PS - Sodium is lost when your wet too.. a lot of times people get dehydrated swimming and experience even more non-replinished sodium loss after swimming because they don't "feel the sweat."
Hope that helps!0 -
Cheers guys, I've heard what you're saying a couple of times now. The thing I don't get though is why my trainer (who is supposed to be the professional), knowing that my schedule means working out 4 consecutive days, would assign me a circuit that doesn't focus on a particular muscle group one day, then a different group the next if that is what I should be doing.
The workout she has designed for me seems to cover all areas and give a full body workout, which is what I want really anyway. My only issue is that my upper body strength is not where near comparable to my lower body, but then she knew that too because we discussed everything before she designed the program.
It's just so confusing trying to wade through all the information and decide who is right and who is wrong.
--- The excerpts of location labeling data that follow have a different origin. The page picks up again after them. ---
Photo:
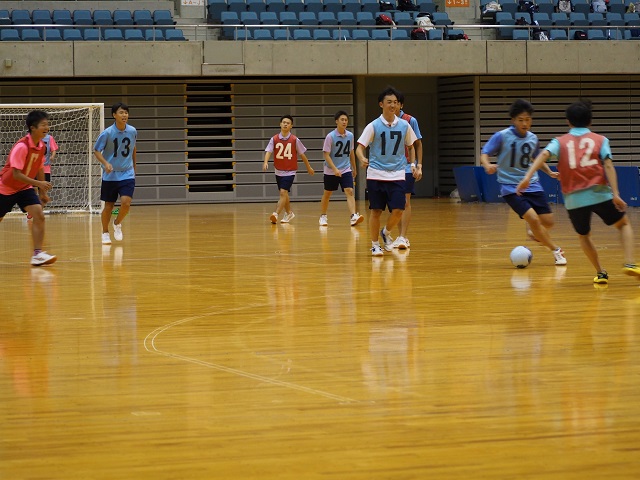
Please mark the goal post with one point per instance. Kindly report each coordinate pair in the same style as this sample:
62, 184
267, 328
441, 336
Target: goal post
75, 173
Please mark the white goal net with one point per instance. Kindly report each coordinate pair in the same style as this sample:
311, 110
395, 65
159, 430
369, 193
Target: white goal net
75, 173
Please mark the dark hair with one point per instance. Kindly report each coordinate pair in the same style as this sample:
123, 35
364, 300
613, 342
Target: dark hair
34, 117
386, 92
579, 113
520, 106
118, 105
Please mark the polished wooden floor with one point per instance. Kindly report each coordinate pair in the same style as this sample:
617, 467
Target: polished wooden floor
210, 344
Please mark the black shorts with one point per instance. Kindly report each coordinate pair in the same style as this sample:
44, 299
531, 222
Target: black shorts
285, 182
522, 204
23, 198
109, 190
581, 217
386, 194
332, 182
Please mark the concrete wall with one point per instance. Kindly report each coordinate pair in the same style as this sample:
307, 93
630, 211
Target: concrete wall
224, 58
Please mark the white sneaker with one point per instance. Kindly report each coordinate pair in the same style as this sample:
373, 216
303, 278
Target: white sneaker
400, 243
117, 232
43, 258
388, 241
559, 256
288, 217
356, 218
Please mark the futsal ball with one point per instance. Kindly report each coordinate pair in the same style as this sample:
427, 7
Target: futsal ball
521, 257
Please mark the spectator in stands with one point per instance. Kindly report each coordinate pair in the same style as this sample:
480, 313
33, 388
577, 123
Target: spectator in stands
589, 184
386, 138
22, 171
115, 149
286, 148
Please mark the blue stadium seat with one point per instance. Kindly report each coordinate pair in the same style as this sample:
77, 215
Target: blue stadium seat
21, 17
307, 18
9, 35
346, 19
30, 35
142, 17
82, 17
51, 35
41, 17
327, 18
435, 34
520, 34
302, 34
262, 35
269, 18
352, 6
399, 34
237, 6
276, 6
113, 34
5, 18
243, 35
151, 34
91, 34
315, 6
321, 34
296, 6
72, 35
288, 18
102, 17
280, 34
558, 34
340, 34
163, 17
122, 17
133, 34
360, 35
62, 17
256, 6
174, 35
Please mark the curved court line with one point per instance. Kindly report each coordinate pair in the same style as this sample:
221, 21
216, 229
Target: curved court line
149, 345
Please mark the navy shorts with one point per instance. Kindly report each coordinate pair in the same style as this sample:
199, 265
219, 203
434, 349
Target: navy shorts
285, 182
386, 194
109, 191
522, 204
409, 183
23, 198
332, 182
581, 217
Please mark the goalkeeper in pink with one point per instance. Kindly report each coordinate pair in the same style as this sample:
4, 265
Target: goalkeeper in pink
22, 171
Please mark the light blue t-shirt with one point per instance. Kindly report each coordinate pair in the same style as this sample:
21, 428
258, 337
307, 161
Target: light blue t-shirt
588, 196
514, 154
117, 148
416, 129
386, 151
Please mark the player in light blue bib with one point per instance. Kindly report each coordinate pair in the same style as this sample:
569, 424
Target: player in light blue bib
515, 148
115, 149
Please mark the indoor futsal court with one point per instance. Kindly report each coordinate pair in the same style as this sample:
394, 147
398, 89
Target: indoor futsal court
211, 344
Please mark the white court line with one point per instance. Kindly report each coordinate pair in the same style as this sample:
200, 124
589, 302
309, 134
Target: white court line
149, 345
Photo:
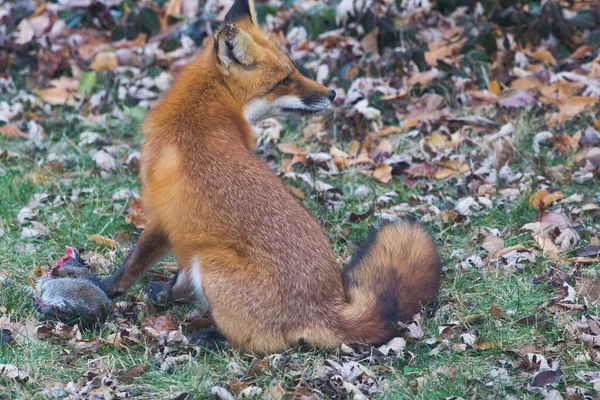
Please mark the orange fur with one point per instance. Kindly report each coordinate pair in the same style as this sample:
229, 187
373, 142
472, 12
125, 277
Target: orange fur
265, 265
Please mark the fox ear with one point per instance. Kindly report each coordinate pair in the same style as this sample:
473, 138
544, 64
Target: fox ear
233, 46
241, 9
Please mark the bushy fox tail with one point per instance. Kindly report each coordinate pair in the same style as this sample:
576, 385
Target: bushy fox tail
393, 275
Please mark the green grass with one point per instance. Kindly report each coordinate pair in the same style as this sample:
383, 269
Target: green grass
463, 293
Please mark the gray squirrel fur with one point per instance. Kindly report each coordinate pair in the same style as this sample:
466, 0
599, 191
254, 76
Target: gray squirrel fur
70, 294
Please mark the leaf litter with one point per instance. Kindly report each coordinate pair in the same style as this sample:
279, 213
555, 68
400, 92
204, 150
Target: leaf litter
437, 109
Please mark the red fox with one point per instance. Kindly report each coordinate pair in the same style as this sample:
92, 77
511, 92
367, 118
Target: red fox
256, 255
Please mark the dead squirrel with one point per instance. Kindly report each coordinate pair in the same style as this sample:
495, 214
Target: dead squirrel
70, 294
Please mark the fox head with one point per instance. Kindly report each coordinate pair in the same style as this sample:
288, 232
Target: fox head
261, 78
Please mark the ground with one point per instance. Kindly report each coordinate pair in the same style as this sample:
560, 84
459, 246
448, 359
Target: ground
496, 152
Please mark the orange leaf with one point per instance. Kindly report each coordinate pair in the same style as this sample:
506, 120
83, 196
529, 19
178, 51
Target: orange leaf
103, 241
544, 55
525, 84
105, 61
544, 198
383, 173
494, 87
292, 149
11, 131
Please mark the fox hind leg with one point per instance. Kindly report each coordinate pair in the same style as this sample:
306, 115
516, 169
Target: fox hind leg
175, 290
153, 244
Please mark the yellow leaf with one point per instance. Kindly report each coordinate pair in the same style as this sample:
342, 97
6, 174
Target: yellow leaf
292, 149
544, 198
544, 55
437, 141
494, 87
105, 61
383, 173
525, 84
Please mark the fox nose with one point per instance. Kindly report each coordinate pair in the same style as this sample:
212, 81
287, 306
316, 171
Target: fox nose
331, 94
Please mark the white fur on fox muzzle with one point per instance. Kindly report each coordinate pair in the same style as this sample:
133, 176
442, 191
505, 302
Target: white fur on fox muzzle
259, 109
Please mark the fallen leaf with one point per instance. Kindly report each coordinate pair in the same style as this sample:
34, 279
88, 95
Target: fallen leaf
11, 131
544, 55
133, 372
574, 106
492, 244
163, 323
12, 372
383, 173
543, 198
105, 61
101, 240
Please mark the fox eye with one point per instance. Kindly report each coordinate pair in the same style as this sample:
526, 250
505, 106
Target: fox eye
285, 81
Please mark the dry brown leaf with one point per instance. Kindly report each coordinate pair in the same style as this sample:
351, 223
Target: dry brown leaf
103, 241
383, 173
105, 61
174, 8
58, 96
543, 198
492, 244
11, 131
525, 84
545, 56
574, 106
494, 87
161, 323
133, 372
581, 52
440, 51
292, 149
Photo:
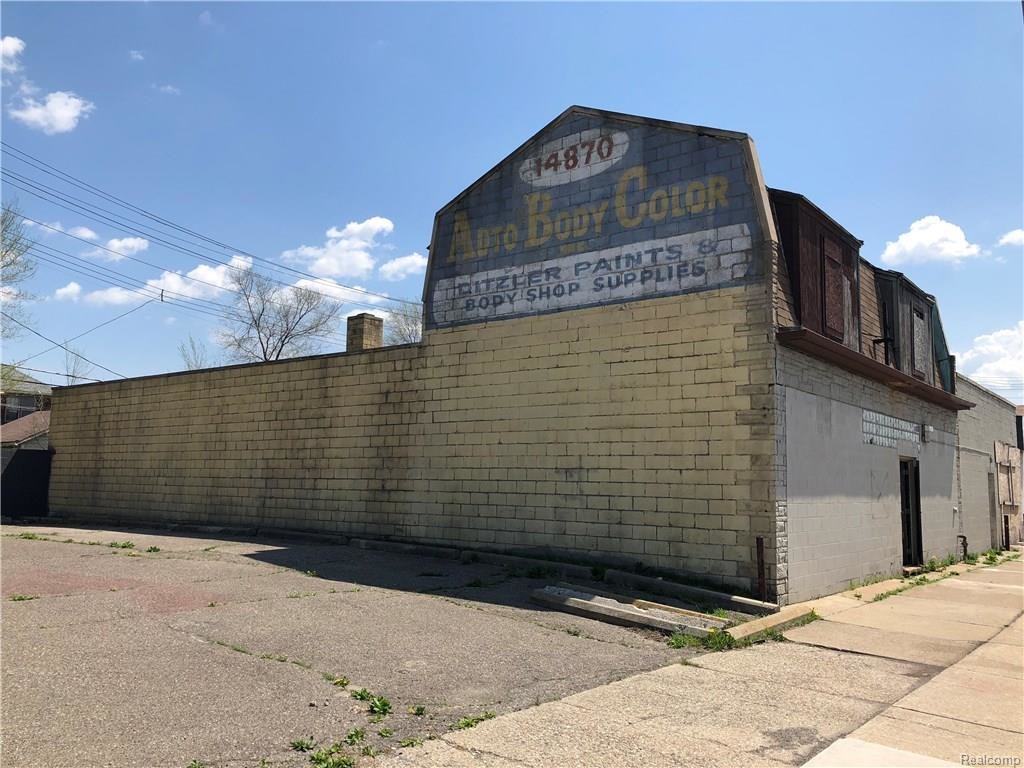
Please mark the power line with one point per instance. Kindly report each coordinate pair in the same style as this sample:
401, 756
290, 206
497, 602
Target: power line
183, 275
85, 333
221, 312
80, 183
57, 343
19, 367
68, 261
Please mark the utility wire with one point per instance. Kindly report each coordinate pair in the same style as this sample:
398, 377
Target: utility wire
68, 261
40, 165
19, 367
57, 343
85, 333
221, 313
183, 275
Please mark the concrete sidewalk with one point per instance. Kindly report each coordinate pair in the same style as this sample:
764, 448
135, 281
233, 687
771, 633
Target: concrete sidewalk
974, 710
916, 679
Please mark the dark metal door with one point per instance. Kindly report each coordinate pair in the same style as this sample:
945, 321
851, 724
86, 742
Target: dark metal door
909, 493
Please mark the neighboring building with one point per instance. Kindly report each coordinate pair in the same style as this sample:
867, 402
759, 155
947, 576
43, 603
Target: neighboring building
988, 469
20, 394
635, 352
25, 450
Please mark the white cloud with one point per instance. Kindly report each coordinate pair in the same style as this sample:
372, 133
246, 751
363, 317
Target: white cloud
113, 295
71, 292
48, 228
347, 252
1013, 238
996, 361
384, 315
328, 287
930, 239
84, 232
122, 248
10, 50
59, 113
207, 282
403, 266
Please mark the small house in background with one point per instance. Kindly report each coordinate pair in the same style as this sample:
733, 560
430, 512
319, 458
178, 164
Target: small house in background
20, 394
26, 451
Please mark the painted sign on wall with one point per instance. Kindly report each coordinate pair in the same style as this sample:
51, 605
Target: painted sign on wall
596, 209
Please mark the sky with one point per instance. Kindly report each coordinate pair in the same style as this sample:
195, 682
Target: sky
323, 137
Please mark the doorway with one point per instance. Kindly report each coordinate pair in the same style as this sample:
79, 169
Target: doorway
909, 494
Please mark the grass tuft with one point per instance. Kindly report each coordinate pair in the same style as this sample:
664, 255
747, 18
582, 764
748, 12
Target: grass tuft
380, 706
475, 720
302, 744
I actually took a print out of my goals with me last night because my trainer told me that both my calorie and protein goals were too low whereas my carbs were too high. We involved the onsite dietician, both looked them over and both completely contradicted most of the information we are given, and that I see bandied about on here.
It's all soooo confusing!0 -
hmm...maybe you need to rethink your trainer and gym's dietician? If it doesn't sound right it probably isnt. You know your body best.
Definitely don't be lifting the same muscles everyday. I've heard calves and abs can be an exception to that rule but they also need time to heal and rebuild.
Your protein should probably be higher if you want to burn fat and carbs should be on the lower side. If you are doing lots of strenous activities though you do want to make sure you are eating enough otherwise your body won't let you lose anything. I'm no expert but healthy choices and amounts will make all the difference.